Associated Press

South Africa’s acting President Cyril Ramaphosa was poised to become the country’s new leader in a parliament vote Thursday following the resignation of Jacob Zuma, whose scandals brought the ruling party to its weakest point since taking power at the end of apartheid.

With the African National Congress nominating Zuma’s former deputy Ramaphosa as the country’s leader, the 400-member parliament dominated by the ANC is expected to select him to finish his predecessor’s term, which ends with elections in 2019. Ramaphosa will be South Africa’s fifth president since majority rule.
Zuma resigned in a nationally televised address late Wednesday after the ANC instructed him to step down or face a parliamentary motion of no confidence that he would almost certainly lose.

The office of parliament speaker Baleka Mbete said Thursday that she had received Zuma’s resignation letter making his departure final after nine years in office, and that Chief Justice Mogoeng Mogoeng would be available to swear in the new president in parliament later in the day.
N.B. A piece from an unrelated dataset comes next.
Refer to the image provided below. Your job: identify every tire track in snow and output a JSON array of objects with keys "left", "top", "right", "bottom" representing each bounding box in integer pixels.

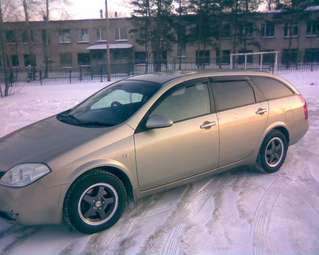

“The newly elected president will then address the sitting thereafter,” the ANC said in a statement.

The new president also on Friday evening will deliver the state of the nation address that had been postponed during the ruling party’s days of closed-door negotiations to persuade Zuma to resign.

The South African currency, the rand, strengthened against the dollar in early trading Thursday after Zuma’s resignation, which ended political turmoil that had stalled some government business.

Ramaphosa has promised to fight the corruption that turned some supporters against the ANC during the months of growing public anger over the scandals surrounding Zuma, who has denied wrongdoing.

The new president is challenged with reviving the reputation of Africa’s most prominent liberation movement, which fought the former system of white minority rule known as apartheid and took power in 1994 in the first all-race elections.

On Thursday the foundation of Nelson Mandela, South Africa’s first black president, welcomed Zuma’s departure but said the state must act against “networks of criminality” that have hurt the country’s democracy.

As the country marks the centenary of Mandela’s 1918 birth, “there is a need to reckon with the failures of the democratic era,” the foundation said. “We believe that we are at a critical moment in our history, one which offers us the unique opportunity to reflect, to rebuild, and to transform.”